The application must be denied on procedural grounds.  First, petitioner failed to name respondents O’Brien and Collins in the caption of the petition.  An individual whose removal is sought pursuant to Education Law § 306 must be named as a respondent in the caption of the petition to inform him or her that he or she must enter a defense or face the possibility of removal (Appeal of Hadden, 57 Ed Dept Rep, Decision No. 17,253; Appeal of Affronti, 54 id., Decision No. 16,756; Appeal of Foshee, 38 id. 346, Decision No. 14,051).  Failure to name the individual sought to be removed is a fatal flaw, resulting in failure to properly join such individual as a necessary party, and warranting denial of the application for removal (Appeal of Hadden, 57 Ed Dept Rep, Decision No. 17,253; Appeal of Affronti, 54 id., Decision No. 16,756; Appeal of Foshee, 38 id. 346, Decision No. 14,051).  In this case, only respondent board was named as a respondent in the caption of the petition.
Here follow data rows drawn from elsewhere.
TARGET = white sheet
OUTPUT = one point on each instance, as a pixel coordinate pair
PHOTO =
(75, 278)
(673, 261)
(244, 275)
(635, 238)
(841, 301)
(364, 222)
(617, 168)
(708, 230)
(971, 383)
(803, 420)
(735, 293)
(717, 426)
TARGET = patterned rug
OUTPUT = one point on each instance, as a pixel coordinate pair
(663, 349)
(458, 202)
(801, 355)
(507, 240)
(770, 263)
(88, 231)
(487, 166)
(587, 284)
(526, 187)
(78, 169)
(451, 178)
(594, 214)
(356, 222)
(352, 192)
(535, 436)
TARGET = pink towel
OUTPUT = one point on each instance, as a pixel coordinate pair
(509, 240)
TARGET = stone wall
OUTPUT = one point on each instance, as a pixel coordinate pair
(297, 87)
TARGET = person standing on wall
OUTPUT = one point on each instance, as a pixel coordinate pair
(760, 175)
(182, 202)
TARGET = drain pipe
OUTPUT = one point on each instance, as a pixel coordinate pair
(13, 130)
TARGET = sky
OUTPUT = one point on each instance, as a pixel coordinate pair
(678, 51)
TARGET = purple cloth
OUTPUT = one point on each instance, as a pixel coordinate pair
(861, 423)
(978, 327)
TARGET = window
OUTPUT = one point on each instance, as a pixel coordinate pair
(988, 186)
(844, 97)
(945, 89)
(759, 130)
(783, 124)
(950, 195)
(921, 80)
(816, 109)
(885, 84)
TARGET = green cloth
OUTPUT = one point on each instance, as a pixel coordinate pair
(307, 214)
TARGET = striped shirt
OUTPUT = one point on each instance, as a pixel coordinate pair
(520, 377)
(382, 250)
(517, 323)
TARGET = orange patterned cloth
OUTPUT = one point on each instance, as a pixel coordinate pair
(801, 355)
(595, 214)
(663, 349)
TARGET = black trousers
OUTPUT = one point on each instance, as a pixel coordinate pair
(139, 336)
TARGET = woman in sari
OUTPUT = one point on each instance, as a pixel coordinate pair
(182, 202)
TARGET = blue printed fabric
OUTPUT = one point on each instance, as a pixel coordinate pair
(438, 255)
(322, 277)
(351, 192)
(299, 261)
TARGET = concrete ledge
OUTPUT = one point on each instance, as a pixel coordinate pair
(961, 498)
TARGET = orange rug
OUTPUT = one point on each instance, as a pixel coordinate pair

Petitioner’s failure to name respondents O’Brien or Collins in the caption is a fatal flaw warranting denial of the application (Appeal of Nappi, 57 Ed Dept Rep, Decision No. 17,387; Appeal of Hadden, 57 id., Decision No. 17,253; Appeal of Affronti, 54 id., Decision No. 16,756).

Additionally, the application must be dismissed as untimely.  An appeal to the Commissioner must be commenced within 30 days from the making of the decision or the performance of the act complained of, unless any delay is excused by the Commissioner for good cause shown (8 NYCRR 275.16; Appeal of Saxena, 57 Ed Dept Rep, Decision No. 17,239; Appeal of Lippolt, 48 id. 457, Decision No. 15,914).  The 30-day limitation period also applies to a removal application made pursuant to Education Law § 306 (8 NYCRR 277.1; Application of P.P., 57 Ed Dept Rep, Decision No. 17,321; Application of Kelty, 48 id. 476, Decision No. 15,921).

The acts of which petitioner complains occurred several months before the application was commenced.  However, even assuming that the December 1, 2020 supplemental report constituted a good faith discovery of the alleged conduct, the interpretation most favorable to petitioner, the application must still be dismissed as untimely.  Petitioner did not personally serve respondents O’Brien or Collins with a copy of the petition until January 22, 2021, 52 days after the date of the supplemental report.[2]  Additionally, although petitioner refers to a “2 – 1 vote in favor of proceeding with [a removal] hearing,” respondent denies that any such vote was taken.  Therefore, the application is untimely and must be dismissed (see 8 NYCRR 275.16).

Petitioner presents two explanations for the delay, neither of which are persuasive.  First, petitioner contends that he was unaware of the requirements for commencing an appeal to the Commissioner of Education.  The Commissioner has long held, however, that ignorance of applicable laws and regulations does not excuse a petitioner’s lack of compliance therewith (Appeal of D.B., 59 Ed Dept Rep, Decision No. 17,807; Appeal of Kirk, 39 id. 567, Decision No. 14,313).  Second, petitioner argues that the delay was attributable to petitioner’s efforts to secure a professional process server.  Service, however, may be effectuated by any person not a party to the appeal over the age of 18 years (8 NYCRR 275.8 [a]).  Additionally, section 275.8 (f) of the Commissioner's regulations, effective April 7, 2020, permitted electronic and mail service upon the district such that petitioner was not required to personally serve the petition (see Appeal of M.S., 60 Ed Dept Rep, Decision No. 17,926; Application of M.S., 60 id., Decision No. 17,951).

Although the application must be denied on procedural grounds, I admonish respondent board to work together for the benefit of the community and, most importantly, the students of the district. 

In light of this determination, it is unnecessary to address the parties’ remaining contentions.

THE APPLICATION IS DENIED.

END OF FILE

 

[1] Even if I declined to accept respondent board’s answer, the application would still be denied for the reasons described herein.

 

[2] Respondent O’Brien additionally argues that service was improper because the petition was served upon her daughter, not her.  Given the disposition of this application, I need not resolve this issue.